Seattlelites (and former Seattleites) continue to add sparkle to the Great White Way. They just had a great week in The New York Times. Last Thursday, Louis Hobson, for years the Young Male Lead of the 5th Avenue Theatre (his last gig there was as Tony in a fine West Side Story), found himself pictured (however darkly) in the photo supporting venerable theater critic Ben Brantley’s rave review of the new musical Next to Normal (a show whose lyricist, Brian Yorkey, workshopped his Making Tracks at the Village Theatre).
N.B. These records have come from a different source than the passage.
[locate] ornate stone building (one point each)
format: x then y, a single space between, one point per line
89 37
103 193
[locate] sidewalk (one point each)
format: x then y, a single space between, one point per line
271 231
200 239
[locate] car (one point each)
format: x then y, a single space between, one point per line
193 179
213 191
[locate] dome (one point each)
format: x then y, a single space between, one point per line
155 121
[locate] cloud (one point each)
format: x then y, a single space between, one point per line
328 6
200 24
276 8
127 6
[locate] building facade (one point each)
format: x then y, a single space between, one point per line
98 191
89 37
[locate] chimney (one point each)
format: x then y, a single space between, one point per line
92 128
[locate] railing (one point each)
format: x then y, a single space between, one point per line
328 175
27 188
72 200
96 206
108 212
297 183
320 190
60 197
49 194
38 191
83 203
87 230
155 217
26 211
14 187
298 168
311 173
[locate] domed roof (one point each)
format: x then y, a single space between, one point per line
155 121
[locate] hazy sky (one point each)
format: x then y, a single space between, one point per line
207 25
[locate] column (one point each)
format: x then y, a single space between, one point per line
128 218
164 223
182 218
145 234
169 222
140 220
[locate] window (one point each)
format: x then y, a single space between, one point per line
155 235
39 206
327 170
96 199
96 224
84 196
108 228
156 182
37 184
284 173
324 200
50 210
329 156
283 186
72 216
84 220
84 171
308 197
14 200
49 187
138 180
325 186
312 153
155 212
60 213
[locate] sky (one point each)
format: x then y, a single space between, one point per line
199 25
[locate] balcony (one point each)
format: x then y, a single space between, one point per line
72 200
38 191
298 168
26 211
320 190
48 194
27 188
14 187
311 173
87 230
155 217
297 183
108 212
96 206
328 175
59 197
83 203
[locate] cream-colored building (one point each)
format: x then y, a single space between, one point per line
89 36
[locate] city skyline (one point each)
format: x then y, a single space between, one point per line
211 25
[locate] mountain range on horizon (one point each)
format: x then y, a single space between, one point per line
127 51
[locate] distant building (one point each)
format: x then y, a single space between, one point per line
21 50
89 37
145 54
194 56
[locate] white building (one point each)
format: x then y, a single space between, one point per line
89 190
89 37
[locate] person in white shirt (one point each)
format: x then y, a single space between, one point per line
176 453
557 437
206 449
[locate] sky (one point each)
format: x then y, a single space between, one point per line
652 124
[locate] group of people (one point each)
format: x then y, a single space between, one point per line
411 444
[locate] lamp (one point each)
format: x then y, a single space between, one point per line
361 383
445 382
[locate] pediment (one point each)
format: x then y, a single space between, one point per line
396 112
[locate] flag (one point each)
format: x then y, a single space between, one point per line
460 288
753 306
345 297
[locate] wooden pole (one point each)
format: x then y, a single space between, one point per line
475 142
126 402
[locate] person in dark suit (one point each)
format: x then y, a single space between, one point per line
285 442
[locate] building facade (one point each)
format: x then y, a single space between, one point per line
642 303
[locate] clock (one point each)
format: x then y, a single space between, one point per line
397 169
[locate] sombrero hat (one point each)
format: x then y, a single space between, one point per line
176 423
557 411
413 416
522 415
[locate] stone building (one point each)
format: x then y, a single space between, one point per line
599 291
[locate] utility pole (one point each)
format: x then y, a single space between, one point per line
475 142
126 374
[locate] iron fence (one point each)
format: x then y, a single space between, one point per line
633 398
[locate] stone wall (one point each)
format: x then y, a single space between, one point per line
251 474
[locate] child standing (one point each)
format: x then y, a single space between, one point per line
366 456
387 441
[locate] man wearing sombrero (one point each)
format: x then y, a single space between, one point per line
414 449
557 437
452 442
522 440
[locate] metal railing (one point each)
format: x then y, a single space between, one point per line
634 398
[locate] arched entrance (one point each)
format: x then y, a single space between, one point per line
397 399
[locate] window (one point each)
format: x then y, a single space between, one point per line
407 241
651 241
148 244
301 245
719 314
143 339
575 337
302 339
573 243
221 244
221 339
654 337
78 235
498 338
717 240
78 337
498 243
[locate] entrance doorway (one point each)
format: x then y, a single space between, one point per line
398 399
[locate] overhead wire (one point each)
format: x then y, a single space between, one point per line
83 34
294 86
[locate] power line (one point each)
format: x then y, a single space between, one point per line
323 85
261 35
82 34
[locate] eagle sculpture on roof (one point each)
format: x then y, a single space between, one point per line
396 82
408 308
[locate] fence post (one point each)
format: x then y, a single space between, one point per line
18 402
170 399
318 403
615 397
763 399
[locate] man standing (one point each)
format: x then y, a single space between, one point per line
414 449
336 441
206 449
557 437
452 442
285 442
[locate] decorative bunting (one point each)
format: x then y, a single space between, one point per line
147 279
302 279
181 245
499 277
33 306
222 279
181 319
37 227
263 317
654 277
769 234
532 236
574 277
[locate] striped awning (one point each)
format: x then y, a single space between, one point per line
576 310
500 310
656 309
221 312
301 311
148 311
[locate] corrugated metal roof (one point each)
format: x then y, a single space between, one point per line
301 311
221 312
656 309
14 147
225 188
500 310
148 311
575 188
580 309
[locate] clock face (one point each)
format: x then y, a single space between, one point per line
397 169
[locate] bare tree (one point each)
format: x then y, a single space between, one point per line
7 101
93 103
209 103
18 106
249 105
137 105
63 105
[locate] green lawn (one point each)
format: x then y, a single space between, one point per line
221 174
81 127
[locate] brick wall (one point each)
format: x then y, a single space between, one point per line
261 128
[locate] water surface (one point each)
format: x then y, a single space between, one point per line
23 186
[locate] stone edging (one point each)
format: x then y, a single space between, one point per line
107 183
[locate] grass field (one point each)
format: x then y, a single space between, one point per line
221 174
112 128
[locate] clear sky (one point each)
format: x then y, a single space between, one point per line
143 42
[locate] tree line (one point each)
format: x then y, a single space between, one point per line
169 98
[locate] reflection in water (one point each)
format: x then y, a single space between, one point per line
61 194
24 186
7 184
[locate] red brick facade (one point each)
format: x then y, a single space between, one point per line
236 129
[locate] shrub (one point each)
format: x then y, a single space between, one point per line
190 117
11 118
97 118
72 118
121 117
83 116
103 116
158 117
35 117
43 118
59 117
Brantley also said Hobson "suavely played" his dual role as two doctors attending to the show’s lead character, a woman with bipolar disorder. (Bipolar disorder being all the rage.)

Friday’s Times saw Intiman Theatre artistic director Bartlett Sher, whose Tony-winning South Pacific revival is still running strong at Lincoln Center (it’ll travel here to the 5th Avenue next year), praised for his direction of yet another Lincoln Center revival—written by yet another longtime Seattleite, no less: the late, great August Wilson. Brantley’s review for the Sher staging of Wilson’s Joe Turner’s Come and Gone was yet another rave from a sensible critic not prone to illogical outbursts.

And New York’s 75th annual Drama League Awards nominations will be announced tomorrow (Tuesday, April 21) by a trio of actors including Cheyenne Jackson—the bright-eyed, big-voiced, buff-bodied veteran of several musicals at both Issaquah’s Village Theatre and Seattle’s 5th Avenue Theatre (where he was last seen in gold hot pants playing the hunky "monster" of The Rocky Horror Show). Jackson himself won a Drama League Award last season for his work in the musical spoof Xanadu.

Not bad for this old backwater town, eh?